Grr, ¡lo primero que haré al encontrar a la señora Kaho es pedir que te encierre otra vez! –gritó al viento- me cae mal esa estúpida… espera este olor… Inuyasha está cerca –dijo para luego convertirse en una pequeña liebre nuevamente-.

Maldito animal, no me importa si te matan pero Kagome me matará si te pasa algo –dijo Inuyasha para agarrar a la pobre liebre por el pescuezo-.

Hanyu te sugiero que me trates con más respeto –escuchó Inuyasha, pero sin embargo no sabía de donde salió esa voz- y si, quien te habla es el insignificante conejo que tienes en mano.

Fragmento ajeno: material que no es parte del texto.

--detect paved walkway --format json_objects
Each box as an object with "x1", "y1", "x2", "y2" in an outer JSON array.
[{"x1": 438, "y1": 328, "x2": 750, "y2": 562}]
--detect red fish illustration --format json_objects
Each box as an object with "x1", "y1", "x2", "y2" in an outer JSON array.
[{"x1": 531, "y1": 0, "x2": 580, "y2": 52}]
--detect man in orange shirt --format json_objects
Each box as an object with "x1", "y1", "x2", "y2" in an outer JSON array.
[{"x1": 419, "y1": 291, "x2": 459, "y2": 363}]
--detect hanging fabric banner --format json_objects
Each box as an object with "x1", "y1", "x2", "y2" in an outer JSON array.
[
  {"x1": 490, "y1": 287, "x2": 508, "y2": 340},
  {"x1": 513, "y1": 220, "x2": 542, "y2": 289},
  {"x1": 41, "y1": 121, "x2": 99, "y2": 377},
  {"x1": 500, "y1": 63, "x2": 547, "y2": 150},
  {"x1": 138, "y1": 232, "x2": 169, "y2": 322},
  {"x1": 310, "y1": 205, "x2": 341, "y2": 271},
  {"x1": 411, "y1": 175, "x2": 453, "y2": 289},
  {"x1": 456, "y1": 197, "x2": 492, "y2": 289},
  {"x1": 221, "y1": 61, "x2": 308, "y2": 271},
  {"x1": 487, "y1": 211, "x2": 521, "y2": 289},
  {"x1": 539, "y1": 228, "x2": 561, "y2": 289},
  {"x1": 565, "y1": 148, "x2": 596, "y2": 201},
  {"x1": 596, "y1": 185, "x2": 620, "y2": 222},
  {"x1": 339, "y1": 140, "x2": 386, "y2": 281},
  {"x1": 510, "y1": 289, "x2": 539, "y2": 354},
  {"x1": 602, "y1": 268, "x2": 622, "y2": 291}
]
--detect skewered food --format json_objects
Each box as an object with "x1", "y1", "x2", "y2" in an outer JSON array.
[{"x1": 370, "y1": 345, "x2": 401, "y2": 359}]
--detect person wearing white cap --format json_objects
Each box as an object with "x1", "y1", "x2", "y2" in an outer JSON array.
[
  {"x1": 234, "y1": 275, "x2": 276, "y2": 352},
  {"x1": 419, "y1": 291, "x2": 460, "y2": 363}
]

¿Qué demonios? –dijo Inuyasha para luego soltar bruscamente al animal y poner su mano derecha en colmillo de acero con todas las intenciones de desenvainarla.

No te preocupes, no tengo la mínima intención de hacerle daño a aquellos humanos y el zorro a quienes proteges, y tampoco tengo la suficiente fuerza para enfrentarme a ti aunque quisiera, sólo quiero encontrar a mis señores.

¿Y quién te dijo que te ayudaremos? Porque yo no lo haré.

Si me ayudas, te diré la forma de matar a Naraku, pero los necesito a mis señores en esta época, no en la otra.

¿Qué estas diciendo? ¿Hay demonios en la época de Kagome? –dijo bajando la guardia- aparte del otro con el que me encontré que se parecía al odioso de mi medio hermano –y entornó los ojos-.

¿Un demonio con forma de inu-youkai? ¡ese es mi amo!